You are viewing a plain text version of this content. The canonical link for it is here.
Posted to users@spamassassin.apache.org by Da...@ChaosReigns.com on 2010/10/30 19:12:54 UTC

Massive drop in spam in network mass checks in the last two weeks

In the last two network mass checks, today and a week ago, only 3.1% and
3.4%, respectively, of the corpora has been spam.  Why?

Total number of spams in the network mass check corpora over the last five
weeks:

20101002 585728
20101009 150082
20101016 154352
20101023 6858
20101030 6244

The percentage of the corpora which is spam dropped similarly over the same
period.

The bottom two graphs on http://www.chaosreigns.com/dnswl/
are this data (total spam and ham, and percentage of corpora which
is ham).  (I recommend firefox for this page.  I opened a bug against
chrome for failure to scale embedded svgs properly.)

Such an extreme drop has happened three times before in as many years,
but this is the first time it was the result of a multi-week trend,
and the first time it stayed so low two weeks in a row.

The data is from http://ruleqa.spamassassin.org/

-- 
"When in doubt, gas it.
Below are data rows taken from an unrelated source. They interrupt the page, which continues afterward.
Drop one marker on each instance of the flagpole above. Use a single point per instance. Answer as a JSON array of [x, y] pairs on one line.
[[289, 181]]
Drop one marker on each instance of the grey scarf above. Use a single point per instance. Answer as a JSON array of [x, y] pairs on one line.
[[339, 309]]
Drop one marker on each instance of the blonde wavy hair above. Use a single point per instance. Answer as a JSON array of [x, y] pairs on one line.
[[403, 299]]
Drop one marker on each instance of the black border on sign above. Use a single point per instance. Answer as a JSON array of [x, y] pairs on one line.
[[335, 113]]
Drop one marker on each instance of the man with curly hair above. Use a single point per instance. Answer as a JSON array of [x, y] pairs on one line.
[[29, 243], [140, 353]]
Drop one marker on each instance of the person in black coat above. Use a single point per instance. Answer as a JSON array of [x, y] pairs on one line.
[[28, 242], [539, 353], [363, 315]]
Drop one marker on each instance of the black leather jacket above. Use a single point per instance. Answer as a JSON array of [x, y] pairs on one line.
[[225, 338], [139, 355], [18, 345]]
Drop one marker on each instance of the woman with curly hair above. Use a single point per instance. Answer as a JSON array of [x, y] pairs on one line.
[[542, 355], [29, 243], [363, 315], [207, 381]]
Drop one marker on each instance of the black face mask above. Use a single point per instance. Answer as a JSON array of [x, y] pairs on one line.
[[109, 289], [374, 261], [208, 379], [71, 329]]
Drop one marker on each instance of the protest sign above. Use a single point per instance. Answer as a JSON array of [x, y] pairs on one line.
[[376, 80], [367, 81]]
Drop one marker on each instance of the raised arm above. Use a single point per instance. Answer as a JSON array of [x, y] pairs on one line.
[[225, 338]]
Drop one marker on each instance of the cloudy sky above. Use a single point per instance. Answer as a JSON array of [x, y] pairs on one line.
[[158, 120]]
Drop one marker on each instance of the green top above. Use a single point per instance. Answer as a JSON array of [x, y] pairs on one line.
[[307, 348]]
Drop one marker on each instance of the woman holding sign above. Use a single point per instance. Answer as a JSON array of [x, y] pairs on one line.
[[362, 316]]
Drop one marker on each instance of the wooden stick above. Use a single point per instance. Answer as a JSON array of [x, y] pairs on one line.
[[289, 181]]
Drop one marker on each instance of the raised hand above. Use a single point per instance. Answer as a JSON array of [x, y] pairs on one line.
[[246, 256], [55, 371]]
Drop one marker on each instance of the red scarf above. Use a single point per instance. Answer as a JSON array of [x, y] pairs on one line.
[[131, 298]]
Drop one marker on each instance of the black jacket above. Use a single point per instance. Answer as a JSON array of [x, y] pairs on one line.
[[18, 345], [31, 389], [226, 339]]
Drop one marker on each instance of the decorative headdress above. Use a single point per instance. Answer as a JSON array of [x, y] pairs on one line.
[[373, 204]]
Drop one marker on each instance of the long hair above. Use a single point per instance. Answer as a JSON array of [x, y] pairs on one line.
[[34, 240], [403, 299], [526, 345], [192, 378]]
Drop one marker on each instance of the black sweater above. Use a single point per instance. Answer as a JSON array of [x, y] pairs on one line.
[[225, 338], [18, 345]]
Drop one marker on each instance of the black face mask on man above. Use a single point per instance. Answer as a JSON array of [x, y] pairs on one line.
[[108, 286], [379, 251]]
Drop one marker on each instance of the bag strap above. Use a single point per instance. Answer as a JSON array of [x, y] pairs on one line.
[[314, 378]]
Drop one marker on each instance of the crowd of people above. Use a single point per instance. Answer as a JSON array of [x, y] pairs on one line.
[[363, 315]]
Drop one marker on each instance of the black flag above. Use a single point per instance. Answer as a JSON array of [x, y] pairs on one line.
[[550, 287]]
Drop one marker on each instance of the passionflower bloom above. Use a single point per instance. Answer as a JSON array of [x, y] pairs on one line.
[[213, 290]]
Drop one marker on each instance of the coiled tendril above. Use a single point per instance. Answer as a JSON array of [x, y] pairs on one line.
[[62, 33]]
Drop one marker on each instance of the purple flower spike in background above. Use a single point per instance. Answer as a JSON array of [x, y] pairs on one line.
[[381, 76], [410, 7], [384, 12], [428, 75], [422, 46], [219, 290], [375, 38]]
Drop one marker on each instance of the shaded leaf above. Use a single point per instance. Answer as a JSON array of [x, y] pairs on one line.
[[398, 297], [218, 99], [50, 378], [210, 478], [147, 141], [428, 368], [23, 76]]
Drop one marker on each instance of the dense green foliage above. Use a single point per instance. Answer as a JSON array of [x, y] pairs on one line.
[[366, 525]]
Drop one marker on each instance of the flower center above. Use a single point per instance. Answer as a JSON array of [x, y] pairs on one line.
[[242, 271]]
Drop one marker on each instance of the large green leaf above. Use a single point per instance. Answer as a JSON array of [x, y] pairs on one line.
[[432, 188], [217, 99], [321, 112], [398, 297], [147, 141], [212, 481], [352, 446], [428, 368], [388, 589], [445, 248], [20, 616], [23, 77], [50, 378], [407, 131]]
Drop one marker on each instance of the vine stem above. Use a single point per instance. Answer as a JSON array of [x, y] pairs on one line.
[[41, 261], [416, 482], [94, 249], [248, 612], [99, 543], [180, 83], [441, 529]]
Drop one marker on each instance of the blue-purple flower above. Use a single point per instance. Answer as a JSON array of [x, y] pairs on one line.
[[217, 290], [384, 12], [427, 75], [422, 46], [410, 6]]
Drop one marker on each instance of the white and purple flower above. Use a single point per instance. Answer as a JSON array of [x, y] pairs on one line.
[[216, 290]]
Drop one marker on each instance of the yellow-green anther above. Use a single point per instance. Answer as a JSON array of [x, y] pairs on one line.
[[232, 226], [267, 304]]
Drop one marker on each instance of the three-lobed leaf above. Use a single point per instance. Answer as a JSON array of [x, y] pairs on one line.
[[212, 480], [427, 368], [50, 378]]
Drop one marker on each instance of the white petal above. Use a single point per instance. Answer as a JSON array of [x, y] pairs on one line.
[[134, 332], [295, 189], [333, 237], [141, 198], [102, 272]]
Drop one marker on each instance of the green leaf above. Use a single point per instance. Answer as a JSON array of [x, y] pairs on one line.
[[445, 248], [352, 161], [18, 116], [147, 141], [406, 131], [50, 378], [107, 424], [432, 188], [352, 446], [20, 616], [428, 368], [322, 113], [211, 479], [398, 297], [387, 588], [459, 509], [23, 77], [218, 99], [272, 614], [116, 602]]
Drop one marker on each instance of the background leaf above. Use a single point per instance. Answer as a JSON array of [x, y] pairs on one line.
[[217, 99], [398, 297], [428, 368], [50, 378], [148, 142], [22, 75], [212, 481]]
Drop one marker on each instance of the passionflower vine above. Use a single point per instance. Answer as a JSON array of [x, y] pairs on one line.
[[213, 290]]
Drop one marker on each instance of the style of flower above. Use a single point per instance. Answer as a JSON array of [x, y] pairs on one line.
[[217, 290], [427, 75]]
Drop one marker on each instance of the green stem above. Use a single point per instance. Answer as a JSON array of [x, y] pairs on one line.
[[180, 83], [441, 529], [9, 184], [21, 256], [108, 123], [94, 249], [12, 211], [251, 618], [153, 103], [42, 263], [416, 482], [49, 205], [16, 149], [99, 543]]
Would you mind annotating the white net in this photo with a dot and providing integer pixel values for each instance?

It may not solve the problem,
But it ends the suspense." - Steve Moonitz, DoD #2319, 1994
http://www.ChaosReigns.com

Re: Massive drop in spam in network mass checks in the last two weeks

Posted by Da...@ChaosReigns.com.
On 10/30, Daryl C. W. O'Shea wrote:
> I had an IBM Deathstar go on me.  Although I thought it had, moving
> my mail spool and personal home directory to a RAID array never made
> it to the top of my to-do list.  To make it worse, my
> backups-to-disk array failed the week before.  I've never been able
> to justify a tape library for home, so I'm without any backups now.

I am sincerely sorry for your loss.  I've had a couple similar experiences.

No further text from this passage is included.